Queen Anne's Lace (Daucus carota) and cultivated carrot (also Daucus carota) are the exact same genus and species. The cultivated carrot's subspecies is sativus. Queen Anne's lace is no more "toxic" than our garden carrot -- is it possible you've confused that with poison hemlock (Conium maculatum)? Their leaves can be confused with carrots by those who haven't studied both carefully. I've eaten Queen Anne's Lace roots, stems and leaves for decades with no ill effects, and intercrop it with my tomatoes to boost production and with lettuce to keep the soil cooler. Thanks for letting me correct a potential misconception of a wonderful wild food, and for sharing the salad recipe and other ideas with those of us who are concerned about what to do with the "throwaways"!

Will try this one today

Thanks for that very clear and great comment by Rachel. Otherwise, without it I would hesitate to even keep the leaves of carrot plants. Thanks, Phuong

Queen Anne's Lace is NOT toxic! It is a wild carrot and just as edible! In fact, it is even healthier and richer in nutrients!

Wild Carrot/Queen Anne's Lace's poisonous look alikes are poison hemlock, wild parsnips, and cow parsnips.

I agree with the posts below - Queen Anne's Lace and our commonly cultivated carrots are the same species. One is wild, and one is not. The roots, stems, seeds and leaves of all carrot cultivars are completely edibe and have been eaten for centuries. The issue is when Queen Anne's Lace is mistaken for poison hemlock - a very toxic plant. The easiest way to tell the difference is to smell the roots - Queen Anne's Lace roots smell distictly like carrots, while poison hemlock roots do not. There are other differences too, but that's the most obvious one.

What do I do with farmers market carrot greens? Ask nicely for a couple handfuls to feed my pet bunny. (Beet greens, too.) I guess she'll have share with me next time. ;)

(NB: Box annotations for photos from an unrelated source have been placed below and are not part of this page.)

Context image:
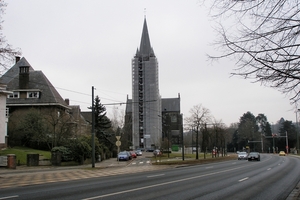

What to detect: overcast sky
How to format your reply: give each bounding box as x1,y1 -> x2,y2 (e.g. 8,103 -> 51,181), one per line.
3,0 -> 296,125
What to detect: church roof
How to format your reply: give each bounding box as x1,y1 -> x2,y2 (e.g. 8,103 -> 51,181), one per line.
139,18 -> 154,55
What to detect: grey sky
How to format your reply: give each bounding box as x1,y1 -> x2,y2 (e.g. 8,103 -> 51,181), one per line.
3,0 -> 295,125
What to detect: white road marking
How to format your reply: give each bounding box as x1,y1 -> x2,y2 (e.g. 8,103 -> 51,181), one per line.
147,174 -> 165,178
82,167 -> 246,200
0,195 -> 19,199
239,177 -> 249,182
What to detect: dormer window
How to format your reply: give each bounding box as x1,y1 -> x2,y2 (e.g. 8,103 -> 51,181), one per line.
27,91 -> 40,98
7,92 -> 20,99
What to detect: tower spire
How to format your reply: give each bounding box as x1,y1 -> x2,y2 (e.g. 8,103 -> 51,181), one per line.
140,17 -> 153,55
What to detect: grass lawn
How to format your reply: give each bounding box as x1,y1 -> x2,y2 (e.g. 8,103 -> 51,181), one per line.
0,147 -> 51,165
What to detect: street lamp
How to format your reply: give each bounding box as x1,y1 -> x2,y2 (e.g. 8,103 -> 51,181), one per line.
296,109 -> 300,153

This recipe is delish, thanks!

We fed carrot greens to our rabbits and truckloads of cull carrots to sheep, never did we see any adverse effects. Never thought of trying them and we now have a garden full. Time to give it a try. However once we fed the rabbits this carrot-like green growing in a swampy place behind our home. The rabbits were dying before we could get back to the first cages to pull it out, what we later learned was poison hemlock. It was surprising how fast this happened and we lost over 20 rabbits.

To 'Stephan' who wrote below about the rabbits; How absolutely horrifying!!! You should face animal cruelty charges!! You are an idiot!! If you don't know what to feed an animal, either find out or don't have animals! What a monster!

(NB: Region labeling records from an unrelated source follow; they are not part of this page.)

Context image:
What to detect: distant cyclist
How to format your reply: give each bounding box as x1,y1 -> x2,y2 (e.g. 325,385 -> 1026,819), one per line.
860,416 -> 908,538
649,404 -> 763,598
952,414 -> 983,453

To "Kevin" who lambasted Stephan for the accident that occurred with his rabbits: It was an accident and I'm sure he does feel horrible about it. Publicly berating him doesn't accomplish anything.

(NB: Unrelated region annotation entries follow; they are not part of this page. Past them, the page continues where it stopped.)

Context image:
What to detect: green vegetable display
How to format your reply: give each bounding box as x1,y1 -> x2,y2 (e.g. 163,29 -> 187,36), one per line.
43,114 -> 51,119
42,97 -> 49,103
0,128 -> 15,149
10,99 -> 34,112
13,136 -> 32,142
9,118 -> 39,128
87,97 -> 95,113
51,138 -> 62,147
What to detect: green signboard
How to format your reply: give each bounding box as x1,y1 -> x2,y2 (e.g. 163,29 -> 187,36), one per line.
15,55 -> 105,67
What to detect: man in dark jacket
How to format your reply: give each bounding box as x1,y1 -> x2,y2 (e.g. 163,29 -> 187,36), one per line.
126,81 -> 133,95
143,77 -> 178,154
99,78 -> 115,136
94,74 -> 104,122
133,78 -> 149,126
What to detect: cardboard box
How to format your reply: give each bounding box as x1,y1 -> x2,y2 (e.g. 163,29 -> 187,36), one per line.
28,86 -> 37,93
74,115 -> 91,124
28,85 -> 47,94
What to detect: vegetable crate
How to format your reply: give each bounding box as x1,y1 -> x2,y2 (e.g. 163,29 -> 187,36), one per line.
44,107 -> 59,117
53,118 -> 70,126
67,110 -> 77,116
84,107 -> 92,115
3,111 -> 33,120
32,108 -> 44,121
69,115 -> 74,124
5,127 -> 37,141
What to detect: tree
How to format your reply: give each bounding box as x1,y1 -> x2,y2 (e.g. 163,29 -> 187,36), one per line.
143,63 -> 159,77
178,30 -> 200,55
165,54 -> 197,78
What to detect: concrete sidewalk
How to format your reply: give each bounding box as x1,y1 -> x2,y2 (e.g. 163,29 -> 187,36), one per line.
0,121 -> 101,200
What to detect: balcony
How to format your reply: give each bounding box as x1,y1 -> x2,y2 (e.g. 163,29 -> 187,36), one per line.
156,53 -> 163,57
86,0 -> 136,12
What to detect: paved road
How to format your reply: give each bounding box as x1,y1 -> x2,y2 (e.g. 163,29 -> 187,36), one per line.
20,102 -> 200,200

Thanks for this recipe. I was just about to toss a beautiful bunch of carrot tops in the compost bin and thought, "I'm just going to google 'Uses for carrot tops.'" I went straight for the Vegetarian Times option that popped up because I've had such great success with your recipes in the past.

queen anne's lace is not toxic, it is the common name for wild carrot. however it is similar in appearance to poison hemlock, which is deadly.

When I was a child the carrot tops always went to our ponies who considered them a delightful treat. My rabbits rarely got a share. We never ate them as my mother thiought them too tough to bother with.

I made this but I used half the lemon juice and everyone really liked it. I was very surprised at how good it was.